Het is voor veel mensen waarschijnlijk herkenbaar; na het bereiden van een lekker pastagerecht, blijft u met (een hoop) overgebleven pasta over. Maar waarom blijft dit eigenlijk een terugkerend probleem? En belangrijker nog, hoe voorkomt u dit? In dit artikel geven we tips.
Doordat pasta opzwelt is het lastig inschatten hoeveel we nodig hebben
Wanneer u pasta kookt, zwelt dit op en wordt het groter. Wat in droge vorm dan een bescheiden portie lijkt, kan na bereiding ineens geschikt zijn voor een heel weeshuis. Dit maakt het lastig om op het oog de juiste hoeveelheid pasta te bepalen. Daarnaast zetten we vaak liever iets te veel dan te weinig op tafel. Gevolg: restjes en daardoor vaak verspilling.
Lees ook: Is koude pasta beter voor de lijn en het lichaam?
Een richtlijn is 100 tot 125 gram droge pasta per persoon
Het Voedingscentrum raadt vanwege de verspilling aan om de pasta vooraf goed af te meten, zodat u precies kookt wat u nodig heeft. Een gebruikelijke richtlijn hierbij is om 100 tot 125 gram droge pasta per persoon te koken voor een hoofdgerecht. Voor kleinere porties of een bijgerecht kunt u met zo’n 80 gram pasta per persoon vaak al uit de voeten.

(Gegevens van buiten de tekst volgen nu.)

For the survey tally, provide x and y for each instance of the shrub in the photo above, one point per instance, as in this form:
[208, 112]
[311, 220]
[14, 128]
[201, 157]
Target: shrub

Gebruik voor spaghetti een pastameter
Sommige pastapakjes bevatten ook een pastameter voor spaghetti, waarmee u de juiste hoeveelheid precies kunt afmeten. U hoeft alleen maar de spaghetti erin te steken (bij het aantal personen waarvoor het nodig is) en dan heeft u nooit teveel of te weinig.
Restjes kunt u ook nog gebruiken
Als er toch pasta overblijft, gebruik de volgende dag dan eens de restjes in een ander gerecht. Zo kunt u het bijvoorbeeld gebruiken in een pastasalade (ideaal voor bijvoorbeeld een picknick in de zon), een ovenschotel of gewoon opwarmen met een beetje saus en groenten. Wacht hier alleen niet te lang mee, volgens het Voedingscentrum kunt u gekookte pasta tot 2 dagen in de koelkast bewaren.